Promoting 100+ diverse voices in Anchorage

March 13, 2017

Heather MacAlpine, B.A. Justice ’12, directs Anchorage’s Office of Equal Opportunity, where she works towards the mayor’s goal of supporting diversity and adding more voices to City Hall. (Photo by Phil Hall / University of Alaska Anchorage)

First, some facts.

Anchorage boasts the nation’s three most diverse high schools. Out of nearly 67,000 elementary schools, the country’s 19 most diverse are all in Anchorage. Ready for one more? Of the nation’s nearly 75,000 census tracts, the most diverse is Mountain View, just two miles from UAA’s campus.

Diversity is one of Anchorage’s most celebrated statistics. But how, in a city this diverse, do you ensure everyone gets a seat at the table? That’s the question Heather MacAlpine ’12, director of the city’s Office of Equal Opportunity, seeks to answer every day.

In her role, Heather connects the city’s myriad communities to public construction contracts and works to give everyone a voice at City Hall. That’s easier said than done, though (and easier said than translated, since city residents speak more than 100 languages.)

Thankfully, she said, the administration of Mayor Ethan Berkowitz is “highly supportive of diversity,” and focused on reaching the city’s underserved pockets.

Recognizing and celebrating diversity is noble, but not easy. “It’s hard to wrap your mind around 100 different languages,” Heather noted. “It’s super-challenging, but it’s super-exciting at the same time.”

Anvik to Anchorage

Heather grew up in Anvik, where her mother worked as a schoolteacher for the Iditarod Area School District. The family later moved to the district offices in McGrath, where Heather graduated from high school at age 16.
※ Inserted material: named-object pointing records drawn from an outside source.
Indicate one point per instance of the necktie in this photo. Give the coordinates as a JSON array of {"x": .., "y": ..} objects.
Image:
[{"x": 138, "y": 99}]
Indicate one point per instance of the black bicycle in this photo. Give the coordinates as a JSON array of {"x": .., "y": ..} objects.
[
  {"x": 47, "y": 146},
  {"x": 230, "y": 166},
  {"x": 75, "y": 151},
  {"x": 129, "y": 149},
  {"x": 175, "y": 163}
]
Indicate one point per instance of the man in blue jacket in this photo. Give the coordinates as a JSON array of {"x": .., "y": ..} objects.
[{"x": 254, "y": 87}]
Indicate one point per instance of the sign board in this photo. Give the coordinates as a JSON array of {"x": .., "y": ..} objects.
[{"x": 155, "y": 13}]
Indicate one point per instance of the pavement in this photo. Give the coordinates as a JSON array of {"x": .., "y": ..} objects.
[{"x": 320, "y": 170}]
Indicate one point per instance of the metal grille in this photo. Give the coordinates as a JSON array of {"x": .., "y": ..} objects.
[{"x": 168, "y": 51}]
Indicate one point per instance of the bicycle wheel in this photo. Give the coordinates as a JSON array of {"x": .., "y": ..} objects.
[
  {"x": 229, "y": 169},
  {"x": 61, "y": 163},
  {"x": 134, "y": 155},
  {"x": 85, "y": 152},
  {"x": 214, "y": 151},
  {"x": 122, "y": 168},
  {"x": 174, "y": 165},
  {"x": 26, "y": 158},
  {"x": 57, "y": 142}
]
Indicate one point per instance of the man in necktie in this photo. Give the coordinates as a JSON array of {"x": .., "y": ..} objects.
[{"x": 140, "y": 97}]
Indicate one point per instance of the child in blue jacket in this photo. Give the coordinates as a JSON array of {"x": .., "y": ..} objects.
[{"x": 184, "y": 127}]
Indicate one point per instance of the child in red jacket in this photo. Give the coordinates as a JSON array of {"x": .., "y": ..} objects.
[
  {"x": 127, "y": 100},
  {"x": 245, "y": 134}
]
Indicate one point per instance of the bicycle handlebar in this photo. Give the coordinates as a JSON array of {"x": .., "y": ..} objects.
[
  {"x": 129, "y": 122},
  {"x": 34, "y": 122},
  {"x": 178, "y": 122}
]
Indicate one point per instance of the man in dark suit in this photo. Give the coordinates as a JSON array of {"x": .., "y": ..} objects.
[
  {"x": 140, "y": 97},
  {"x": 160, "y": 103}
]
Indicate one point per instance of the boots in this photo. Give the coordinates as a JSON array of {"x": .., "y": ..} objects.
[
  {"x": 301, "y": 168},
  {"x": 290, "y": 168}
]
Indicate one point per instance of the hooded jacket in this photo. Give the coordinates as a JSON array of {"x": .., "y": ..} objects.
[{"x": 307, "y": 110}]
She started at APU with academic scholarships, but eventually moved to Las Vegas, where she earned a paralegal degree. She returned to Alaska with her young family for a job with an attorney; that experience, she says, “took me back to UAA.” In turn, UAA took her to City Hall.

As a student, Dr. Sharon Chamard offered Heather a research opportunity on her project analyzing residents’ attitudes and impressions of the Mat-Su Borough. The final document, including appendices, clocked in at more than 500 pages, and Heather’s name was right there on the cover as co-author.
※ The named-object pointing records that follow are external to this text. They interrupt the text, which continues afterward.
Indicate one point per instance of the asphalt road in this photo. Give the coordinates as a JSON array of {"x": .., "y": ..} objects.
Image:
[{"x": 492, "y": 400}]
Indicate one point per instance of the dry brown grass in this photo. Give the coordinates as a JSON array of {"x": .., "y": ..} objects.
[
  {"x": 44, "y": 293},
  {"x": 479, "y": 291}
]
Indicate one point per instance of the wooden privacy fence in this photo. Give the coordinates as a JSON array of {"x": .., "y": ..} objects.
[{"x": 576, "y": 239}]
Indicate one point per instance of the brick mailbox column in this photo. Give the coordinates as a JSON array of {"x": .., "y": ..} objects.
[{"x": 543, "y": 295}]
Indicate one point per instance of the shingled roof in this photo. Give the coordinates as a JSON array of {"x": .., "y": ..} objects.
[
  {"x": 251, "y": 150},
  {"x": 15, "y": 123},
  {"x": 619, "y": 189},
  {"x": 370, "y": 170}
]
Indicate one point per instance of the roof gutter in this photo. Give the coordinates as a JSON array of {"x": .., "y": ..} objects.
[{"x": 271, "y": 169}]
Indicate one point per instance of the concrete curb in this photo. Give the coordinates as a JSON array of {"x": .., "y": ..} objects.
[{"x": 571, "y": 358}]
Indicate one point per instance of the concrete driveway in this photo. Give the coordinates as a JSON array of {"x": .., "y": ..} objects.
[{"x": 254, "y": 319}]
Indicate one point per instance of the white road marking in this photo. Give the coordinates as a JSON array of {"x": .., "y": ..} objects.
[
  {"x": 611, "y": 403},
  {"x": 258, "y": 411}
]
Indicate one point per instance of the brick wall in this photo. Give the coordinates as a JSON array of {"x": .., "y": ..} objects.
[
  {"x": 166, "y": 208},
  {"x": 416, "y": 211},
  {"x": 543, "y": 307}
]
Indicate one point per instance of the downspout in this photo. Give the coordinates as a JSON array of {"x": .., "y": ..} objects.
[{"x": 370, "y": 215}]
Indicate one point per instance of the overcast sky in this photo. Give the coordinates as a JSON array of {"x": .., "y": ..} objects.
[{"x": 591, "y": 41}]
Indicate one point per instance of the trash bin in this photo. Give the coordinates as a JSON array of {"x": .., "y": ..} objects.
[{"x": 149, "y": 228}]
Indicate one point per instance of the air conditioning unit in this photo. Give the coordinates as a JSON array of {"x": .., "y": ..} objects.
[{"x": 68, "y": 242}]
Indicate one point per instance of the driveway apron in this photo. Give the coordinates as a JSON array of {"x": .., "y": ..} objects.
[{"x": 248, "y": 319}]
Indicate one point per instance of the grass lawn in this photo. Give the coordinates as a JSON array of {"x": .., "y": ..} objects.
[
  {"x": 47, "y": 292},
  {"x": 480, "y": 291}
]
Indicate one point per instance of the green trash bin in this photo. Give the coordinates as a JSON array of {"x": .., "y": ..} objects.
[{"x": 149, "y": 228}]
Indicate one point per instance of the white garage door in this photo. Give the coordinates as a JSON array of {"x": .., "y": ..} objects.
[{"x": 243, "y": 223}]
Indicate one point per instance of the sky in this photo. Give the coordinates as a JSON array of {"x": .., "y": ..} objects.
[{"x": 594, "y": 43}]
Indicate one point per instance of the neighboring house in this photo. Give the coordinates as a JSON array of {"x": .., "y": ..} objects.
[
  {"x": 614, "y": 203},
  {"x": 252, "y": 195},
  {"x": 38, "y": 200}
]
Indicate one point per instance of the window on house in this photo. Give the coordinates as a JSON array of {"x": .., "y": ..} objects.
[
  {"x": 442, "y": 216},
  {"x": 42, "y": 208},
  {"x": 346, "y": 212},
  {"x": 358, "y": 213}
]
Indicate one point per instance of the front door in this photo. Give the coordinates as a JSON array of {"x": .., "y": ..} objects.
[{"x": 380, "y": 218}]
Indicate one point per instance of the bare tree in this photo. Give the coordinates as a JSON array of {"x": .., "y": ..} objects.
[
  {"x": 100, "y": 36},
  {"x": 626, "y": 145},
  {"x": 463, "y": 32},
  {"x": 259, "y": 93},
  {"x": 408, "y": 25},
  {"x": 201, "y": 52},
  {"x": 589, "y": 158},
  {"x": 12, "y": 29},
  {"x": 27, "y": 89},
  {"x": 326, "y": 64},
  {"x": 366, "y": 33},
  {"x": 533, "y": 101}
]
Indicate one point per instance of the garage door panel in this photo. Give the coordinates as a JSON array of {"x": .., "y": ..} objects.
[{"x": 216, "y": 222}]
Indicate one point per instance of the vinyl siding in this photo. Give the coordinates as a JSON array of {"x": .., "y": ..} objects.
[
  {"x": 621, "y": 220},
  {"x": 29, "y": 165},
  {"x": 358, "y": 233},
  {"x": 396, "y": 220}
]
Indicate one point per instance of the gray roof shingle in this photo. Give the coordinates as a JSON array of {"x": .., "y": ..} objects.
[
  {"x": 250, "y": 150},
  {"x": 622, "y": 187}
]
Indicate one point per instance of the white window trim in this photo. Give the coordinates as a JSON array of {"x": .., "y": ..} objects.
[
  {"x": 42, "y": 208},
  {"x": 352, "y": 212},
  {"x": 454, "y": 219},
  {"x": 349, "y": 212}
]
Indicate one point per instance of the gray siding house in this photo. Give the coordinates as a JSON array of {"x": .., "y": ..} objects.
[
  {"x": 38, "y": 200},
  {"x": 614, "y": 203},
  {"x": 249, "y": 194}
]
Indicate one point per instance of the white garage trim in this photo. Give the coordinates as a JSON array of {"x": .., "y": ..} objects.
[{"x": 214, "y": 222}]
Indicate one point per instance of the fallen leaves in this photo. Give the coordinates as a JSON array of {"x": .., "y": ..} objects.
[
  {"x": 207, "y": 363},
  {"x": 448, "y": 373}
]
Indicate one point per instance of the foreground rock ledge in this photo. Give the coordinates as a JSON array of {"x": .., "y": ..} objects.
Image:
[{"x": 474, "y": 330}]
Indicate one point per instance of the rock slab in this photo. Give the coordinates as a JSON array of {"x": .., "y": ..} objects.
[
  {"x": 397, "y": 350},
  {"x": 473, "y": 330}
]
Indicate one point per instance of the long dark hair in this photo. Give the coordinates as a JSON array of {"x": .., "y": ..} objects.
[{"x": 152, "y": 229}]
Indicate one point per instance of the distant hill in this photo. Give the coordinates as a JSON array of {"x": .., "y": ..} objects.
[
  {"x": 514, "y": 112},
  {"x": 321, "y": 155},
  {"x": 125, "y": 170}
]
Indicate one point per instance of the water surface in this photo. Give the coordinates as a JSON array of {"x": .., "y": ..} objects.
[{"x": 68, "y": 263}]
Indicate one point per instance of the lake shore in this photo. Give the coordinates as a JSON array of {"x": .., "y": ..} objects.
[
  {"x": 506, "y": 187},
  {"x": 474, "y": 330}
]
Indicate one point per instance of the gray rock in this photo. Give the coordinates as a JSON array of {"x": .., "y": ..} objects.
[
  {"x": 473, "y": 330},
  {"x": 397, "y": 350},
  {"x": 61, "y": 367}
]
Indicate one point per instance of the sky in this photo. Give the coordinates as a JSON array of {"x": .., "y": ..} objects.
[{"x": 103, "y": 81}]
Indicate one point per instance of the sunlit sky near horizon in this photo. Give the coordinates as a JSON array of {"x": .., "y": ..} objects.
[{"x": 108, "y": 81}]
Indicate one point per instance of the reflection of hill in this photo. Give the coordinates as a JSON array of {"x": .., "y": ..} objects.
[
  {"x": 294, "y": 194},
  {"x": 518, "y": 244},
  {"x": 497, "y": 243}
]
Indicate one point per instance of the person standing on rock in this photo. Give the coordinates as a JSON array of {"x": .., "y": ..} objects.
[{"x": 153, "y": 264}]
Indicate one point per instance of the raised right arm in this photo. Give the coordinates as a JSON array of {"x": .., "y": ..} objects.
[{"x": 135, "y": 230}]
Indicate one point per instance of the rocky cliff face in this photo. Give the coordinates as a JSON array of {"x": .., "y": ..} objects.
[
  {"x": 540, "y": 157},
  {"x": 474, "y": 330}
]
“I really appreciate [the justice department],” she said. “They gave me a good background in a sense of just feeling supported.” Personal initiative was key to start the conversation but, once she introduced herself and her interests, she found professors were eager to help her succeed. “You feel well-rounded and more confident coming from [UAA],” she said. “I loved it.”

Leveling the playing field

Since starting her job, she’s found that same support at City Hall.

When Heather graduated in 2012, Dr. Chamard recommended she pursue an opening with the city ombudsman. Heather’s work in that role caught the eye of the mayor’s office; Berkowitz appointed her to the Office of Equal Opportunity after his election in 2015.

At the Muni, Heather adds a local touch to federal diversity programs, primarily with the Department of Transportation’s Disadvantaged Business Enterprise (DBE). This federal initiative, tied to Title VI of the Civil Rights Act, applies to all projects federally funded by the DOT’s aviation (FAA), public transit (FTA) and highway (FHWA) agencies.

In Anchorage, Heather works to set the city’s DBE goals, determining what percentage of contractors on a city project must be diverse stakeholders. To qualify for DBE, a company must be at least 51 percent owned and 100 percent managed by socially or economically disadvantaged individuals.

There’s federal bureaucracy to navigate, but it’s aimed at leveling the playing field. “If you get federal dollars … you have to make sure smaller business or minority businesses are also getting the opportunity,” Heather summarized.

DBE is not a quota system, but rather, a framework of focused goals. “I can’t deny contracts if they’re not using [DBE subcontractors],” Heather said of the city’s race-neutral policy. “My job is to get out there, connect people, and encourage them to use them.” If a big company can’t identify a DBE-approved subcontractor, Heather is ready to make those recommendations.

Outreach is key, she says, for connecting small business owners to DBE resources and for introducing major companies to DBE-approved contractors. Heather is frequently a fixture at minority-aimed functions across Anchorage, meeting people and communicating both her office’s responsibilities and the overall message of the mayor’s office.

“The mayor is very supportive of diversity as a whole,” she said. “He’s really working toward more inclusivity for contracting for smaller businesses.”

No distraction from diversity

Though federal contracting is the bulk of her work, she is involved in other inclusive programs at City Hall, like the Welcoming Anchorage initiative, which ensures Anchorage is a welcoming and inclusive community. Likewise, she’s involved in supporting an ambitious plan from the mayor’s office to translate city websites and paperwork into as many languages as possible. Again, easier said than done. “With 100 languages, which ones are you going to pick?” Heather asked.

But difficulties can’t distract her from celebrating diversity in Anchorage.

“It’s a challenge here in Anchorage,” she said. “I find that really exciting.”